The Sparks lost their fourth straight game Sunday, falling 84-74 to the Seattle Storm at the Los Angeles Convention Center.

Brittney Sykes had 19 points, 10 rebounds and a season-high five assists, but the Sparks (6-11) were overpowered by 21 points from former MVP Breanna Stewart and 20 points and nine rebounds from center Ezi Magbegor.

The Sparks went winless in their three-game homestand and now travel to Seattle for a rematch Wednesday before returning home to play the Minnesota Lynx next Sunday in the final game before the month-long Olympic break.
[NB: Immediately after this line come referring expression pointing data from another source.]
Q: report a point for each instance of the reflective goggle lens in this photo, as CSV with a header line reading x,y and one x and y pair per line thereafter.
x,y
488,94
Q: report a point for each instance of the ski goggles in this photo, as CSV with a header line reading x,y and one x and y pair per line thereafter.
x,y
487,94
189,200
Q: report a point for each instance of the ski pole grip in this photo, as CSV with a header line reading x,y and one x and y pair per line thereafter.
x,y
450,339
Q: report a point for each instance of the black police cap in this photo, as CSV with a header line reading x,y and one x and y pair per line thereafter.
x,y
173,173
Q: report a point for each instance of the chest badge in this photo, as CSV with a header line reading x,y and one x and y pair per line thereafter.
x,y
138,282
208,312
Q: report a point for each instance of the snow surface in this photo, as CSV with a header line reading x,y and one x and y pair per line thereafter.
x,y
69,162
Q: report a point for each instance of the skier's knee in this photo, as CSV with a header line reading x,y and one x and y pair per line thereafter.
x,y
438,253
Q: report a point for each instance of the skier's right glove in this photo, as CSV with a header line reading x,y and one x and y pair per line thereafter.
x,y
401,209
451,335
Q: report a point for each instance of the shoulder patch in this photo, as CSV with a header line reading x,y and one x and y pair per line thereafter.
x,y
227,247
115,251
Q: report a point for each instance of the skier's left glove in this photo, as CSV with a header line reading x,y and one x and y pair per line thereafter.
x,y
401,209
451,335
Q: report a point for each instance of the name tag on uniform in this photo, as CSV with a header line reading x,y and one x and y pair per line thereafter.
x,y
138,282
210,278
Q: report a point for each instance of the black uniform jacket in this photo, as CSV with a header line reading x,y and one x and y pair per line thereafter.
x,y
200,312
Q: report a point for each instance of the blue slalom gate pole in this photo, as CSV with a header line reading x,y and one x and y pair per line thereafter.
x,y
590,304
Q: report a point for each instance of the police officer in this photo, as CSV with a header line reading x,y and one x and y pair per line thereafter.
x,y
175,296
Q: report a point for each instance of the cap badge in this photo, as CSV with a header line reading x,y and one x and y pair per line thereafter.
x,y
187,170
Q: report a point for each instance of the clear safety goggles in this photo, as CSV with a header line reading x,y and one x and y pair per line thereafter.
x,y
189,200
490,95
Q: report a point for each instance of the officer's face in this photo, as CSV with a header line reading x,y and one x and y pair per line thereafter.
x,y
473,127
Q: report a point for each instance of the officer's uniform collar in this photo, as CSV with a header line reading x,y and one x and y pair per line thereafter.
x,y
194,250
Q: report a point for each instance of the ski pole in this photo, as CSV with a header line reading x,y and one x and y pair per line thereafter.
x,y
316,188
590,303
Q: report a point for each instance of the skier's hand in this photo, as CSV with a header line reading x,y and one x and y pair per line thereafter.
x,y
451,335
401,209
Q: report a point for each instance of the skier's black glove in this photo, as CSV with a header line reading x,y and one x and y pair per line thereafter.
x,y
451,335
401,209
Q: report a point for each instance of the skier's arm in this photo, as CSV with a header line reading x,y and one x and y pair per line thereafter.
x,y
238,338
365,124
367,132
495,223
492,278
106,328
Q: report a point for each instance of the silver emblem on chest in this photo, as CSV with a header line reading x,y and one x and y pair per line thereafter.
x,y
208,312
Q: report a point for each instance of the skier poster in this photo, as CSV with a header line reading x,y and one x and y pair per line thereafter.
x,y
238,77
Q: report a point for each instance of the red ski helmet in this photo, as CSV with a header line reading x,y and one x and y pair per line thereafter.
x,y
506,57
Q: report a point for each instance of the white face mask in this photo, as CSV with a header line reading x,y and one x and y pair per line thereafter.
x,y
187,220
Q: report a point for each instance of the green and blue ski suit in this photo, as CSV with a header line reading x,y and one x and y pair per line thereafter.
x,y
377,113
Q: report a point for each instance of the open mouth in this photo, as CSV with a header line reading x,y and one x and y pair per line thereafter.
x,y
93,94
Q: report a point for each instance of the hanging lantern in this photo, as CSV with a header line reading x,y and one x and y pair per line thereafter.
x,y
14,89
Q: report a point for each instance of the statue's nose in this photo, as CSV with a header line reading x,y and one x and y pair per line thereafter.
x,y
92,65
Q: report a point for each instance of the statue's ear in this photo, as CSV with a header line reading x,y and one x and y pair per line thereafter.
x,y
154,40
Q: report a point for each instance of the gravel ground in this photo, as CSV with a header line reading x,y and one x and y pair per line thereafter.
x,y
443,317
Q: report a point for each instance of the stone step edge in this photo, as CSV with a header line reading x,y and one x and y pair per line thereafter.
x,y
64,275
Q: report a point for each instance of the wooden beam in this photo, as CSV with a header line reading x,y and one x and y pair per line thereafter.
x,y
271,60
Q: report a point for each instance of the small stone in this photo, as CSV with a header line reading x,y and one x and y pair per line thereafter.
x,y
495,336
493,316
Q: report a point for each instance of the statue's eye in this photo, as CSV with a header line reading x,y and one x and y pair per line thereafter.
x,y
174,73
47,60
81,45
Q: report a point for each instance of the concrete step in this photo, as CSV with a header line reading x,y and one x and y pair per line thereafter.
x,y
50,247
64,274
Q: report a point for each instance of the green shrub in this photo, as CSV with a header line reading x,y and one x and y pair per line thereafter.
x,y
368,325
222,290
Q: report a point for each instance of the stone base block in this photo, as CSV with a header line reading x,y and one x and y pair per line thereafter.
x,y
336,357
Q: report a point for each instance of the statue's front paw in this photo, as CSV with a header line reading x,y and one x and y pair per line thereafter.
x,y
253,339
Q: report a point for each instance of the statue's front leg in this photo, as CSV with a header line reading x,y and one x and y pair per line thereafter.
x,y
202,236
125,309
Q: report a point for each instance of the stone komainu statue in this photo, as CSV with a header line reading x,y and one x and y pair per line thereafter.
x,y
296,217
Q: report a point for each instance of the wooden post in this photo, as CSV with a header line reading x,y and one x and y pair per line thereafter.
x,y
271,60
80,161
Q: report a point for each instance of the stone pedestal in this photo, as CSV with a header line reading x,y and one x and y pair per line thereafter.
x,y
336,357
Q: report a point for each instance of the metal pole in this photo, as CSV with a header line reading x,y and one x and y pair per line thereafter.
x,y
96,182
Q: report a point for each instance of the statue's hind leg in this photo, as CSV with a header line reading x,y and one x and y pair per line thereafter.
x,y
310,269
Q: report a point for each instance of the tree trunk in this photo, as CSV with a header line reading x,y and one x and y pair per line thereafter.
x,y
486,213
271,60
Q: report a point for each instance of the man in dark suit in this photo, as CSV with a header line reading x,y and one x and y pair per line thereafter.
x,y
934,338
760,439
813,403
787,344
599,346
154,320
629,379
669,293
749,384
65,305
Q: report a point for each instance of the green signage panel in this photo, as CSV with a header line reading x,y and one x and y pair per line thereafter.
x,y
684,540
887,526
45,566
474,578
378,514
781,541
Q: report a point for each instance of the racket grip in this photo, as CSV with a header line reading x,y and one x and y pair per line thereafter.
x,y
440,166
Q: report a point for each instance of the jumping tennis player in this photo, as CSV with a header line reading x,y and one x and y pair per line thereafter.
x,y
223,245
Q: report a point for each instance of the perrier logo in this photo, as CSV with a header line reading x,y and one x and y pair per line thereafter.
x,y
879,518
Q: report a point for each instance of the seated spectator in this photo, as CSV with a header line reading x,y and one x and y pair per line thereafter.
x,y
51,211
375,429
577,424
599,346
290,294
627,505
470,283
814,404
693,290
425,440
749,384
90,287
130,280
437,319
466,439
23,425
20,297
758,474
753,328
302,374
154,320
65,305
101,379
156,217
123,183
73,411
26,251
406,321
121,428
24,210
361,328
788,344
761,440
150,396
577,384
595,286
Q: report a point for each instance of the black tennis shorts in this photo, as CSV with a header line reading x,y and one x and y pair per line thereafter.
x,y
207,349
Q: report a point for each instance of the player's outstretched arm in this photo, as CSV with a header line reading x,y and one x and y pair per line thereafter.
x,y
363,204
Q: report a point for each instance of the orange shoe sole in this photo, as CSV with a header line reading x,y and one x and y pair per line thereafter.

For an injury-riddled Sparks team, the break can’t come soon enough.

The Storm (14-4) had 11 assists in the first half, outnumbering the Sparks’ total made field goals of 10. Free throws — seven-of-seven in the first half — were the only saving grace for the Sparks in the first quarter.jewwe

With knee injuries still hampering Nneka and Chiney Ogwumike, and Kristi Toliver missing her fourth game with an eye injury, point guard Erica Wheeler is forced to shoulder the scoring load for the Sparks.

The 2019 All-Star MVP struggled early, making just one-of-six shots from the field in the first half. After missing an open three-pointer in the second quarter, Wheeler stomped her foot in frustration, yelling “You gotta make that E!”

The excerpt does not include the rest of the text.